Üstad'ın 23
Mart 1960'ta
vefatından sonra bayrağı devralanlar. İlerlemiş yaşlarına rağmen
Bediüzzaman'dan ve
Risale-i Nurlardan aldıkları feyzi çevresindekilere aktarmaya devam ediyorlar. Onlara göre Bediüzzaman, hayatı
sürgün ve hapislerde geçmesine rağmen hep hukukun içinde kaldı, yanındakilere de bunu
tavsiye etti. Üstad'ı bir de onlardan dinledik.
Risale-i Nur Külliyatı'nın müellifi Bediüzza-man'ın vefatının üzerinden 51 yıl geçti. O, milyonlarca insanın imanının kurtulmasına vesile olurken
Türkiye'nin inkişaf etmesine de katkıda bulunmuş bir şahsiyet.

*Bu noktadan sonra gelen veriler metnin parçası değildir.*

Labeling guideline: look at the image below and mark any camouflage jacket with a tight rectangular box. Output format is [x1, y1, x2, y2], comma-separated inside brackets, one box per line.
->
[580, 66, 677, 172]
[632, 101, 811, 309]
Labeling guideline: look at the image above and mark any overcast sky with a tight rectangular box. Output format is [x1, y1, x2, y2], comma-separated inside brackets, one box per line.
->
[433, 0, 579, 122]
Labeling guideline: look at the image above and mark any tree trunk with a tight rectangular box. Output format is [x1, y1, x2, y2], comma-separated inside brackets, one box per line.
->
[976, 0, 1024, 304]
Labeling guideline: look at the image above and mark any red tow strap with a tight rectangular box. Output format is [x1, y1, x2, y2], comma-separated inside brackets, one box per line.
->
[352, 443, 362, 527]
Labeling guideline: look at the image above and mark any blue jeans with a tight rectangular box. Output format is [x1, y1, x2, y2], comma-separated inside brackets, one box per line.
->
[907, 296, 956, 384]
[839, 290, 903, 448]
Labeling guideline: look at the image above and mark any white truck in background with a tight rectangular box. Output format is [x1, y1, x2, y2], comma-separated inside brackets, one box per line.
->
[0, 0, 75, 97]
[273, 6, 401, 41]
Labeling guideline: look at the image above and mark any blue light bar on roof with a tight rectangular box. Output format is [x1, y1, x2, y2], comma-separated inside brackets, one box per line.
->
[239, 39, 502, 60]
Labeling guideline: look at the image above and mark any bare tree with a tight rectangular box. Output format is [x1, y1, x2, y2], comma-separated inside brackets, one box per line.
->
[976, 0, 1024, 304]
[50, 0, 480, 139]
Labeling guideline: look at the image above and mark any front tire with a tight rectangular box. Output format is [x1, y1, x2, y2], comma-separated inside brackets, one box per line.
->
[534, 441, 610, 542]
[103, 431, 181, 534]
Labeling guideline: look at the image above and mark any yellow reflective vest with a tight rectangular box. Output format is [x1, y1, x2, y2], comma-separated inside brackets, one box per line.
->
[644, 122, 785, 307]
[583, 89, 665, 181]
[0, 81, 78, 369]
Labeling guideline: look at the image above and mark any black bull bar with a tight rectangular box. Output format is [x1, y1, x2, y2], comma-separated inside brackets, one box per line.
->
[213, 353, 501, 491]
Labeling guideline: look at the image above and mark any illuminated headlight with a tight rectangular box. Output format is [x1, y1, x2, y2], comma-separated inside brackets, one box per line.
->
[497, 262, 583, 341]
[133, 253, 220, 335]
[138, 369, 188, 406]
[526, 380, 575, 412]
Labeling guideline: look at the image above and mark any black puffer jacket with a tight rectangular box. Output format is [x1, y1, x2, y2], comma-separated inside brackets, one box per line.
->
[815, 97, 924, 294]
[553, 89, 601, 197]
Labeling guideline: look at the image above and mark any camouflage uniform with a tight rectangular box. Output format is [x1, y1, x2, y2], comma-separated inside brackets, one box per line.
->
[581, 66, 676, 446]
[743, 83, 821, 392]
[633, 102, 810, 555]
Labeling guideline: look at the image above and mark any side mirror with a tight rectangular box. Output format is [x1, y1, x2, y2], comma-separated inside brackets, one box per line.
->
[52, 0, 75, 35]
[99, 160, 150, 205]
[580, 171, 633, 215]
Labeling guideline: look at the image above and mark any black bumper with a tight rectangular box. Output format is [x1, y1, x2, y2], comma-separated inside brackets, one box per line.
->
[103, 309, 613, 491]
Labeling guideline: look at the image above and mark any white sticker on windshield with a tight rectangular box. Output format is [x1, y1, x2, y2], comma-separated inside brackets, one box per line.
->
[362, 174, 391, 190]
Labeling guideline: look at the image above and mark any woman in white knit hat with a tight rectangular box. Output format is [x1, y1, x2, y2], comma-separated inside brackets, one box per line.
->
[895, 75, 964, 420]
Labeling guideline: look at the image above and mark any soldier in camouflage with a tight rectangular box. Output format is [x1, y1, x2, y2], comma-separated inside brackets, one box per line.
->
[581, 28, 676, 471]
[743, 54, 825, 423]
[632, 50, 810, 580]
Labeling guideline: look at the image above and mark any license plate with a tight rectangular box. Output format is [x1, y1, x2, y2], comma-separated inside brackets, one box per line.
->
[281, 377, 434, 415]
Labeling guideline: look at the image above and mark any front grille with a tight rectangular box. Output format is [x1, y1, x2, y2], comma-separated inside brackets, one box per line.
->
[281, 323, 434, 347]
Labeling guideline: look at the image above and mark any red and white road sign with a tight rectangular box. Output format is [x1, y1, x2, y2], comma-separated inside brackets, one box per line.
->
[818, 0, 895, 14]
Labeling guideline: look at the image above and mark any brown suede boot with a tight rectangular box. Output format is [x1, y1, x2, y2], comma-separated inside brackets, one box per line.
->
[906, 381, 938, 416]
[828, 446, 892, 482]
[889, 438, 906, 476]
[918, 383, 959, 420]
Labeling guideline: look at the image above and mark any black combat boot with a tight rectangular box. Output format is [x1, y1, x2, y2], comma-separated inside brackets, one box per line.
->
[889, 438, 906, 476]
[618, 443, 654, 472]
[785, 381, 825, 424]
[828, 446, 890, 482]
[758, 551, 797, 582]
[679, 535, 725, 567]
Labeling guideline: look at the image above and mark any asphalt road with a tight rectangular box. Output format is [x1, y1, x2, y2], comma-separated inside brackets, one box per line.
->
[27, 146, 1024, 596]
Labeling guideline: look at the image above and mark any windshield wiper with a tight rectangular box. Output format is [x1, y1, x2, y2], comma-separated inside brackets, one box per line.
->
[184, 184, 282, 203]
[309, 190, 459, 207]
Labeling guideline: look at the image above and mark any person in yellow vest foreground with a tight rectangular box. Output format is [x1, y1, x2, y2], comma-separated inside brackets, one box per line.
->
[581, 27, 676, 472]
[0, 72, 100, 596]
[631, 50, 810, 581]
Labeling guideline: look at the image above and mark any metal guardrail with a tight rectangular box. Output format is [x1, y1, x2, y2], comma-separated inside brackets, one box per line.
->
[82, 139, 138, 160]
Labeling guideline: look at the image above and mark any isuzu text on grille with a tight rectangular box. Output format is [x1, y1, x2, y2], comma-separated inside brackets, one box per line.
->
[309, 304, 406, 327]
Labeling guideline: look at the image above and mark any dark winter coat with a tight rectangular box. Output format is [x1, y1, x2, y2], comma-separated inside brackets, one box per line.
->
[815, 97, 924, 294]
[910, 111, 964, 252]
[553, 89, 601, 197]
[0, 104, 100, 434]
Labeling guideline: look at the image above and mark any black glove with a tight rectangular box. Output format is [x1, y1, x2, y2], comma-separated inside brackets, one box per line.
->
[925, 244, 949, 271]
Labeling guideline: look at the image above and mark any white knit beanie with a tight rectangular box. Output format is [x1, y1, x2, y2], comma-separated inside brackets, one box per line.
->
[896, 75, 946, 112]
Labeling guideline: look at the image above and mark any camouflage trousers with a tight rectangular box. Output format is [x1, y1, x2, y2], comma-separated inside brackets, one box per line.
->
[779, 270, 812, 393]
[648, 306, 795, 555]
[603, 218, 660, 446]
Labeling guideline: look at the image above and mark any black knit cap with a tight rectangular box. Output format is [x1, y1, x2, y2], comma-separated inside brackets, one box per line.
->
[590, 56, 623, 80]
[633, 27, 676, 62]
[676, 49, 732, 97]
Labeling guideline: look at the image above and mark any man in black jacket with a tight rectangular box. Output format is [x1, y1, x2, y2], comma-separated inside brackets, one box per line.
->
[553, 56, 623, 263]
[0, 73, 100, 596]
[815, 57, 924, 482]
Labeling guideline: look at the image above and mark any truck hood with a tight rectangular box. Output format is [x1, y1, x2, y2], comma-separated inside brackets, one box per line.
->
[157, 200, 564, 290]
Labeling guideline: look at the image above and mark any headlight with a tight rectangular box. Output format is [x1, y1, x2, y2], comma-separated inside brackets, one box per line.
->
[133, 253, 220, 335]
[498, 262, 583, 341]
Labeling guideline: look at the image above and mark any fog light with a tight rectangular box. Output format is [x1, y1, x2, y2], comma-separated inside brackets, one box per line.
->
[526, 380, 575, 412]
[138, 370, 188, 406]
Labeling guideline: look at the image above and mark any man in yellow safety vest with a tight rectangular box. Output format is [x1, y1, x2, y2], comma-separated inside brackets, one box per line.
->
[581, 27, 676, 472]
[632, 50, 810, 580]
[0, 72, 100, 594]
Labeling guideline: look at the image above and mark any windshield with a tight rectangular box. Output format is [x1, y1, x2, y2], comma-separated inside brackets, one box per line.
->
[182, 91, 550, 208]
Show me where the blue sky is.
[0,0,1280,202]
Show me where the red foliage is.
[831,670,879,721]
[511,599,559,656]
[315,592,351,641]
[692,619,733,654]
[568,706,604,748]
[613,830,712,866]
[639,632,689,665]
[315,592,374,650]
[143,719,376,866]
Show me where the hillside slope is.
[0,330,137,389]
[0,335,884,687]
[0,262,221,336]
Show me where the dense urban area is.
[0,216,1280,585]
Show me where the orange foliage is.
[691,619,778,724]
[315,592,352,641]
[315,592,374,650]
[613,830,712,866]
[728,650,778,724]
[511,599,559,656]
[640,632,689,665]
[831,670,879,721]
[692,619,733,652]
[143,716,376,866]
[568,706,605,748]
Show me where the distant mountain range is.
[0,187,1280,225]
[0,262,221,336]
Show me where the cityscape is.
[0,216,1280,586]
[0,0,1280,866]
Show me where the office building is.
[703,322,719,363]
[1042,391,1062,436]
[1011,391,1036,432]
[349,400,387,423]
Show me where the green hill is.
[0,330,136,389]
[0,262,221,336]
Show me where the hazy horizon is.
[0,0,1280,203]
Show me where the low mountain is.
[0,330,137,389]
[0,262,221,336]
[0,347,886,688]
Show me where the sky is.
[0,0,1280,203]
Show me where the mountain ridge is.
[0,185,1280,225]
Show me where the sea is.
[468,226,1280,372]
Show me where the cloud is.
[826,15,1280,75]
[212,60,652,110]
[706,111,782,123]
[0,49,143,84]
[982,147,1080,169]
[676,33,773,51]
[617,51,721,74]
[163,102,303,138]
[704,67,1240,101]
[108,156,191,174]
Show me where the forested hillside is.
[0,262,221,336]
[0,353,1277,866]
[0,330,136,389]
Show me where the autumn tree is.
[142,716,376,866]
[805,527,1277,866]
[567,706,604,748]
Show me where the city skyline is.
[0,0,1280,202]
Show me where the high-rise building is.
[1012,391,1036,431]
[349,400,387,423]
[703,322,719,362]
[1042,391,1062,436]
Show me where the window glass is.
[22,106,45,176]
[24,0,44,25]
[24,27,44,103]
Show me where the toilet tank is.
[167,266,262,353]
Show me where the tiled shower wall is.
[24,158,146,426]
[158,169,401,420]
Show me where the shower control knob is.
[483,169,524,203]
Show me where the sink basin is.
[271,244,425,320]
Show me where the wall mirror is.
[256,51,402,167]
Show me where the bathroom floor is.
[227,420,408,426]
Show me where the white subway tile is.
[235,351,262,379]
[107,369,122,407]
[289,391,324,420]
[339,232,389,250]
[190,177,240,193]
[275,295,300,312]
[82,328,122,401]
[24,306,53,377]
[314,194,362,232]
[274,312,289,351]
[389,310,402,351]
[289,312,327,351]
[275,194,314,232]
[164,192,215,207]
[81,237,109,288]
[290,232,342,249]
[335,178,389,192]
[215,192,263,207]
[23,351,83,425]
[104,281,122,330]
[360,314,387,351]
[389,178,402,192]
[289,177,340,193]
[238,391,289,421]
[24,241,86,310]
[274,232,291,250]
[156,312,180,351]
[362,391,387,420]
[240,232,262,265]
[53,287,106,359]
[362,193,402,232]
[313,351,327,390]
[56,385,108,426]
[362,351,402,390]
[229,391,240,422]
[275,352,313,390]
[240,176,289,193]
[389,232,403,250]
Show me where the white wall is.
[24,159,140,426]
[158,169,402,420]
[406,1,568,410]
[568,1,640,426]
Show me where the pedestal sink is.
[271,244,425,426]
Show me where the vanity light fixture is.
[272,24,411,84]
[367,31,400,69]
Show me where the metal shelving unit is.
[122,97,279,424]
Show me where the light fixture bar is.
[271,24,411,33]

Tarihçe-i Hayat'ın önsözünü yazan Ali Ulvi Kurucu, Üstad için şu ifadeleri kullanıyordu: "Bediüzzaman yarım asırdan fazla o mukaddes cihadı ile bütün ömrü boyunca bu çetin yolda yürüyen ve karşısına çıkan binlerle engeli bir yıldırım sürati ile aşan peygamberlerin vârisi olduğu bir âlim olduğunu ameli bir surette ispat eden bir zattır."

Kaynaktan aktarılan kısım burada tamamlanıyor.